Отель «Лондра», набережная Скьявони. Это Кастелло. Я в этот свой приезд тоже забрёл туда. Он оказался совсем иным, нежели район Сан-Марко или даже мой любимый Каннареджо. Мне даже показалось, что я в Питере, на Васильевском острове (нет, тут не надо искать никаких параллелей с «приду умирать», он правда похож на начало Васильевского острова). Это такие не скученные рабочие кварталы города, там много воздуха, мало туристов, и Бродскому они напоминали Малую Охту (ну, Бродский был ленинградец, ему виднее).
Иду мимо старых, не самых вылизанных домов, смотрю на бельё, которое сушится на верёвках балконов, как иногда сушится и в Москве. Упираюсь в какой-то шлагбаум. Дальше не иду: вдруг там какая-нибудь военная база?
«…Электричество/ продолжает в полдень гореть в таверне./ Плитняк мостовой отливает жёлтой/ жареной рыбой…/ За сигаретами вышедший постоялец/ возвращается через десять минут к себе/ по пробуравленному в тумане/ его же туловищем туннелю…»
Кстати, удивительное дело, я видел в Венеции много собак, однажды на центральных улицах не успел снять высокого господина, запутавшегося в трёх великолепных борзых, а вот кошек почти не видел. У Бродского, однако, другое зрение:
«Держась больничной стены, почти задевая её левым плечом и щурясь на солнце, я вдруг понял: я кот. Кот, съевший рыбу. Обратись ко мне кто-нибудь в этот момент, я бы мяукнул. Я был абсолютно, животно счастлив».
…А теперь Бродский уже привык к своему «дому», он тут хозяин, показывает любимые места случайному попутчику.
Скользят две тени (одна уже навсегда ушедшая из этого солнца и вторая, слава богу, живущая), старшая тень что-то явно говорит молодой, молодая слушает.
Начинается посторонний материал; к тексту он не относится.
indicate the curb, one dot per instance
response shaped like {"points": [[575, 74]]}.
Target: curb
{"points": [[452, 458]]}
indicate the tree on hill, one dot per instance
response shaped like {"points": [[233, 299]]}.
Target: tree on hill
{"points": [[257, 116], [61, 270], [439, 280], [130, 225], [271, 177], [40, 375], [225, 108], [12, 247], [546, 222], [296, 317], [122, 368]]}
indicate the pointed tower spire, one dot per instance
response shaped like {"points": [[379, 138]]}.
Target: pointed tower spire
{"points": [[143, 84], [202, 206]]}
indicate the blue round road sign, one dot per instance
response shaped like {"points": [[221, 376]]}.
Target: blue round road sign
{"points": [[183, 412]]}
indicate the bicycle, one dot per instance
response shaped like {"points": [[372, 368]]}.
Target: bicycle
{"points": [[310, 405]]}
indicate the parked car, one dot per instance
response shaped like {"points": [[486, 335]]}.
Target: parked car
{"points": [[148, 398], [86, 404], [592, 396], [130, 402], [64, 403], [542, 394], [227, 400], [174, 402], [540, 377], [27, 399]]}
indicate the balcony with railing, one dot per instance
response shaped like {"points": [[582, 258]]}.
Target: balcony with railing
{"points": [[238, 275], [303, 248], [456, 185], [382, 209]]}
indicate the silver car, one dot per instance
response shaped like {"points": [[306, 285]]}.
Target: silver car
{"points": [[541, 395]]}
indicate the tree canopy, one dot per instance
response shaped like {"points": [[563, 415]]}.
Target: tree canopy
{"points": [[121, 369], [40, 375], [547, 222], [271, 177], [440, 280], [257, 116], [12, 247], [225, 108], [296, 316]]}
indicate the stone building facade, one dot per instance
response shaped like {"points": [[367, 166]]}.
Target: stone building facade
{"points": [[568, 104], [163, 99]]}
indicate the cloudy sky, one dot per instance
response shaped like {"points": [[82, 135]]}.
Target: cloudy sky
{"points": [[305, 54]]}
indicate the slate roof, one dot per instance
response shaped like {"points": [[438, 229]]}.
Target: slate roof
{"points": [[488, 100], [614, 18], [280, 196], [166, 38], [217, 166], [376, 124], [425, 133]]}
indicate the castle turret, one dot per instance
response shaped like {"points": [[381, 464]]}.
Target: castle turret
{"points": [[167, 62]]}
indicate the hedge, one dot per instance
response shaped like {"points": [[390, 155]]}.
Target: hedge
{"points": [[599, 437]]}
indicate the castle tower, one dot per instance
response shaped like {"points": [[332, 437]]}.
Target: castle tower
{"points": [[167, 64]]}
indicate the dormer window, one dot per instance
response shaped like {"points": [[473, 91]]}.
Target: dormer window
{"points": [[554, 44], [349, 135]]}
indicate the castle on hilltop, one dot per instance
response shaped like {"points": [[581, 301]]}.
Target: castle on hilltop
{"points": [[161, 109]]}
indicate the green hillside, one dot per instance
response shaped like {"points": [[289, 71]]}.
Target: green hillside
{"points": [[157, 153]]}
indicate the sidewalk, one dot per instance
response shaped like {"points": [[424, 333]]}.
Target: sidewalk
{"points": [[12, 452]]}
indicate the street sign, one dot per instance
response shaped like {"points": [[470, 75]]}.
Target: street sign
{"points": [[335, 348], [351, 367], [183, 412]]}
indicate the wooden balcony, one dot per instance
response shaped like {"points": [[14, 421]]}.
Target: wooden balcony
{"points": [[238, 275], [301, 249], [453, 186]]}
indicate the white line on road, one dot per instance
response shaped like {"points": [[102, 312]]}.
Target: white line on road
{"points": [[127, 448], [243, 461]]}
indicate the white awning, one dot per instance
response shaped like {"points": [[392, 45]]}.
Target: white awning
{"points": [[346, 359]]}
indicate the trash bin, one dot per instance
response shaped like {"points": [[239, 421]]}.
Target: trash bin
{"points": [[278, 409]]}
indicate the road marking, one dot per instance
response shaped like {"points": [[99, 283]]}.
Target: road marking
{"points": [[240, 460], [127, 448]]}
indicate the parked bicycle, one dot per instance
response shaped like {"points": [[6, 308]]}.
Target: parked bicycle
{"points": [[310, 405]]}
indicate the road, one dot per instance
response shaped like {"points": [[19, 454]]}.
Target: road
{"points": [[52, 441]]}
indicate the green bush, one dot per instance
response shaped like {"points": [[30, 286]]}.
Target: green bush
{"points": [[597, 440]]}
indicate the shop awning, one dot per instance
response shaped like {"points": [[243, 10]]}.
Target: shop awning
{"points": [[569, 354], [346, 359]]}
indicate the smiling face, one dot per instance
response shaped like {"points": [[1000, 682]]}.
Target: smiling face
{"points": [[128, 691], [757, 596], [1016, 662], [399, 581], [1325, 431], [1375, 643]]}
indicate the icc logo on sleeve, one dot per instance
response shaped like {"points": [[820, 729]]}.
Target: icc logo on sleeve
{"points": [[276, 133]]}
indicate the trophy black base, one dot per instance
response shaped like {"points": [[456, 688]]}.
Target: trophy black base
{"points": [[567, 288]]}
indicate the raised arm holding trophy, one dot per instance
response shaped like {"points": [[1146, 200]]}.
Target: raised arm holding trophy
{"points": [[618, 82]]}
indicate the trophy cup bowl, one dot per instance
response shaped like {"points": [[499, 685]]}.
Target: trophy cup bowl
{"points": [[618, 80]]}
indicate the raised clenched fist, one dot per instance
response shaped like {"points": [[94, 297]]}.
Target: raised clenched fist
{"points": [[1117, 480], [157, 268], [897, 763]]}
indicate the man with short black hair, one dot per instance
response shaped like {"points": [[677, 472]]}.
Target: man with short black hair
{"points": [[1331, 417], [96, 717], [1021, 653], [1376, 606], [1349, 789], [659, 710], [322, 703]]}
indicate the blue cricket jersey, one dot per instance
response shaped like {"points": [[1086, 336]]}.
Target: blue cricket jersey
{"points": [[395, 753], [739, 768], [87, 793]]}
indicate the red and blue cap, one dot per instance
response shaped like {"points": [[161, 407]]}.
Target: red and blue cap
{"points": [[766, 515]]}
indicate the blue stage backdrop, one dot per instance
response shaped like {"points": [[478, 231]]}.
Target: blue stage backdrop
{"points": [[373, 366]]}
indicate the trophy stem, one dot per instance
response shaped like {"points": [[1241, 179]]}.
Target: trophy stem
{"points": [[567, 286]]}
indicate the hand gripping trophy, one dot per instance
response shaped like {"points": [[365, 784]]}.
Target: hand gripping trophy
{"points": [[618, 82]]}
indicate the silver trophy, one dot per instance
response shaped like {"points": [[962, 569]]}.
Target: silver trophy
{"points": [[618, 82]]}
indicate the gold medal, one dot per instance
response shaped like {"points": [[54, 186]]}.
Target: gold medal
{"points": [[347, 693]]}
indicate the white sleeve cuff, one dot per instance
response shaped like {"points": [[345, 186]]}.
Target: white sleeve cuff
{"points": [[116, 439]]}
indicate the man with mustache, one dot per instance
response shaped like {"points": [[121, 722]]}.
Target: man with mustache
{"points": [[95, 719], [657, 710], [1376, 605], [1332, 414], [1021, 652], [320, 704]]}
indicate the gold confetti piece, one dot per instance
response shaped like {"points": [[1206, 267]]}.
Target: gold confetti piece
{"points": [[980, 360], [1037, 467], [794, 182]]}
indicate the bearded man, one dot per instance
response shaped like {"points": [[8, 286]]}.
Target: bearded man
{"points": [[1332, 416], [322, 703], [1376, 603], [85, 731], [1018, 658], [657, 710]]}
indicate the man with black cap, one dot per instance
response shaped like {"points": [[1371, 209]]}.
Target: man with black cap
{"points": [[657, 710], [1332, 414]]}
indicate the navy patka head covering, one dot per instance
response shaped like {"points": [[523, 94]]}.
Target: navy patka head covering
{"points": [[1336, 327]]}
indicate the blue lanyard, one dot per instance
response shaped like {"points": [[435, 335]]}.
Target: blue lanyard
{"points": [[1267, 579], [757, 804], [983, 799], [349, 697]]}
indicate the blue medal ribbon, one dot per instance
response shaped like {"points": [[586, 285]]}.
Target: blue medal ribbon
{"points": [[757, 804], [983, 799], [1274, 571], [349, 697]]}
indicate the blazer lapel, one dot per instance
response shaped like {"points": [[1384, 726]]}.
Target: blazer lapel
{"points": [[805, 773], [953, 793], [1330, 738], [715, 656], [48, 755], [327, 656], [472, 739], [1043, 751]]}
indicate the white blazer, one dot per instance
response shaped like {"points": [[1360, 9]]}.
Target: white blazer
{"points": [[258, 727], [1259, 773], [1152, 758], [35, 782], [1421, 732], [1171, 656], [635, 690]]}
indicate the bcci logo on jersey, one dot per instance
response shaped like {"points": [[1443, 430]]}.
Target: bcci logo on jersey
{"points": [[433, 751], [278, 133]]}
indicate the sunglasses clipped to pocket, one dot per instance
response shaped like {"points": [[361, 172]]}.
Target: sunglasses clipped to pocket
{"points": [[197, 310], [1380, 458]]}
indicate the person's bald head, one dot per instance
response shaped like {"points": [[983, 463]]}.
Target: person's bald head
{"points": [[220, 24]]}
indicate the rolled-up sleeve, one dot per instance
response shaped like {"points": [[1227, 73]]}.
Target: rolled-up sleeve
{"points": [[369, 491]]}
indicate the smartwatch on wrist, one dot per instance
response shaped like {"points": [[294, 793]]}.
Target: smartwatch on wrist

Это первая тень знакомит вторую с Достоевским.
Глеб Смирнов и Иосиф Бродский переходят через один мостик (тот, который ближе к площади Санта-Маргарита), и вдруг первая тень (вы же помните, мы смотрим на тротуар, который даже тротуаром назвать нельзя – мостовых-то нет) останавливается и говорит, мотнув как-то снизу головой: «Узнаёте?» Собеседник тени видит один из домов, выдвинутых к воде, причал этого дома, арку причала, которая венчается каменным лицом. Горельеф. Профиль белого камня развёрнут к людям-теням в три четверти. Этот профиль мужской: очень высокий лоб, борода. «Неужели не узнаёте? – спрашивает Бродский. – Это же Достоевский».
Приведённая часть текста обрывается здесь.